HP's Interest In A Merger Is Waning

In its previous letter to Xerox, HP had sounded an optimistic tone about the possibility of merging with Xerox (under different terms than those offered by Xerox, of course). However, the latest letter from Visentin on Thursday appears to have eroded that optimism.

"When we were in private discussions with you in August and September, we repeatedly raised our questions; you failed to address them and instead walked away, choosing to pursue a hostile approach rather than continue down a more productive path," HP's board said in the letter. "But these fundamental issues have not gone away, and your now-public urgency to accelerate toward a deal, still without addressing these questions, only heightens our concern about your business and prospects."

Still, HP's board said that it remains "prepared to study the potential value of a combination and to work quickly to learn more about your business trajectory."

HP Gets More Specific About Its Financial Concerns With Xerox

HP's board had previously noted Xerox's significant decline in revenue, but added a number of additional financial metrics that are a concern in its latest letter. The board cites Xerox's projected 6 percent decline in revenue for fiscal 2019 and recent track record of missing consensus revenue estimates in four of the company's latest five quarters.

In addition, "given how much of your business is based on contractual revenue, we are concerned about the decline in customer Total Contract Value (TCV) in excess of revenue declines, which suggests your revenues may decline even faster in future years," HP's board said in the letter. "We note that the TCV of enterprise signings (including renewals) in 2018 was down 13.9 percent in constant currency and your churn for 2018 was 18 percent, both data points which Xerox has stopped providing publicly since the end of 2018."

HP's board also raised concerns about Xerox's financing for the proposed deal. Xerox leadership has said it has an assurance of financing from Citi for the deal.

"There continues to be uncertainty regarding Xerox’s ability to raise the cash portion of the proposed consideration and concerns regarding the prudence of the resulting outsized debt burden on the value of the combined company’s stock even if the financing were obtained," the board said in its Sunday letter.

HP Is Also Questioning The Synergies Promised By Xerox

A key basis for Xerox's takeover proposal is that it said significant synergies would be available by combing HP and Xerox, which are the market leaders in printers and copiers, respectively. Xerox's analysis has projected $2 billion in cost synergies within 24 months including $1.5 billion from "combining our world class R&D groups and streamlining corporate functions" and $500 million "by leveraging our scale, combined supply chain and distribution footprint," Xerox said in its initial letter proposing the deal to HP.

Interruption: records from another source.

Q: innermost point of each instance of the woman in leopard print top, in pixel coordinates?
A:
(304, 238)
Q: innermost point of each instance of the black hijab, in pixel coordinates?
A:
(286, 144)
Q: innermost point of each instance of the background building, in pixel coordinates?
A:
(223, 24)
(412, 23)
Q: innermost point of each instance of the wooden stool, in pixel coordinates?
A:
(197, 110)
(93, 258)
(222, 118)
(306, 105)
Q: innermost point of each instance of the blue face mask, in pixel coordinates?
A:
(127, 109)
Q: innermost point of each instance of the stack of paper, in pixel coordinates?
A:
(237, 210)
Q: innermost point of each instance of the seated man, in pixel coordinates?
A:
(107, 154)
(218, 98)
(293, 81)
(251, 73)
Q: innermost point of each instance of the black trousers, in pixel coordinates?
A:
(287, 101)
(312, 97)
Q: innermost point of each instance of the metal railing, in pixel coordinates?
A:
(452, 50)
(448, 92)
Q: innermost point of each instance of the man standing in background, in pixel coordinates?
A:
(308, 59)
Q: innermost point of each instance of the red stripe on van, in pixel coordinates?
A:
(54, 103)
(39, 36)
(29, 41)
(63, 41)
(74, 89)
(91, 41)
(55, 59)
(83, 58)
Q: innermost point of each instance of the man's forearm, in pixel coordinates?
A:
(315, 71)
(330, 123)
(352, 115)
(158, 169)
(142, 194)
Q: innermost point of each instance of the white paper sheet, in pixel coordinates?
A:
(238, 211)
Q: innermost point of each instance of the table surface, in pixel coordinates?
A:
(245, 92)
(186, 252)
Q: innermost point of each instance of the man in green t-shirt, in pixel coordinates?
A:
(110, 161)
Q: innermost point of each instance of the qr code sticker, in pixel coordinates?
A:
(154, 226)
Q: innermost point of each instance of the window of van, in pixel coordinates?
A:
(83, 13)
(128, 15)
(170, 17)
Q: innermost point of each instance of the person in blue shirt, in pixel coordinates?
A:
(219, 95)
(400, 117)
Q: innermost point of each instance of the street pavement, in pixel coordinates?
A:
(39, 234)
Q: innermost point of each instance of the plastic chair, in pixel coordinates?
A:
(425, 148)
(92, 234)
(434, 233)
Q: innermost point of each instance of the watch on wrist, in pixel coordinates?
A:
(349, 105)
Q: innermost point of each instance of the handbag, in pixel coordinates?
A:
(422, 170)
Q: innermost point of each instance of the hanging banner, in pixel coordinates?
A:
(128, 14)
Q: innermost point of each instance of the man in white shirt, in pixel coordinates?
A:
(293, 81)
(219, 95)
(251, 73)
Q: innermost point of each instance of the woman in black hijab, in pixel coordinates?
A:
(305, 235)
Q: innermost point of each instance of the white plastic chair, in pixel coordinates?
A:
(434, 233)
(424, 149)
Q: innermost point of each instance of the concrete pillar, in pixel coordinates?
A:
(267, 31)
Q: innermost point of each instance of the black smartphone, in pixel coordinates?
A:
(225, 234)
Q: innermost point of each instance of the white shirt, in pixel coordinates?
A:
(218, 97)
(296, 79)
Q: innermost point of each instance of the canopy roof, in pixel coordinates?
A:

However, HP's board is for the first time questioning those figures in its latest letter.

"Our review of synergies based on public information and the limited information you have shared does not support achievable synergies of the scale you suggest, and it appears that your assumptions include significant savings that are already included in each company’s independently announced cost reduction plans," HP's board said in its Sunday letter.

HP 'Not Dependent' On Merger With Xerox

HP's board pointed to its own financial strength—with comparatively low debt and solid cash flows—as the solution to creating shareholder value rather than taking the deal from Xerox. The proposal would offer a 20 percent premium to HP shares above the closing price prior to the surfacing of the acquisition news.

"We believe it is important to emphasize that we are not dependent on a Xerox combination," HP's board said in the Sunday letter. "We have great confidence in our strategy and the numerous opportunities available to HP to drive sustainable long-term value, including the deployment of our strong balance sheet for increased share repurchases of our significantly undervalued stock and for value-creating M&A."

Ultimately, "the HP Board of Directors is committed to serving the best interests of HP shareholders, not Xerox and its shareholders. HP has numerous opportunities to create value for HP shareholders on a standalone basis," the board said in the letter.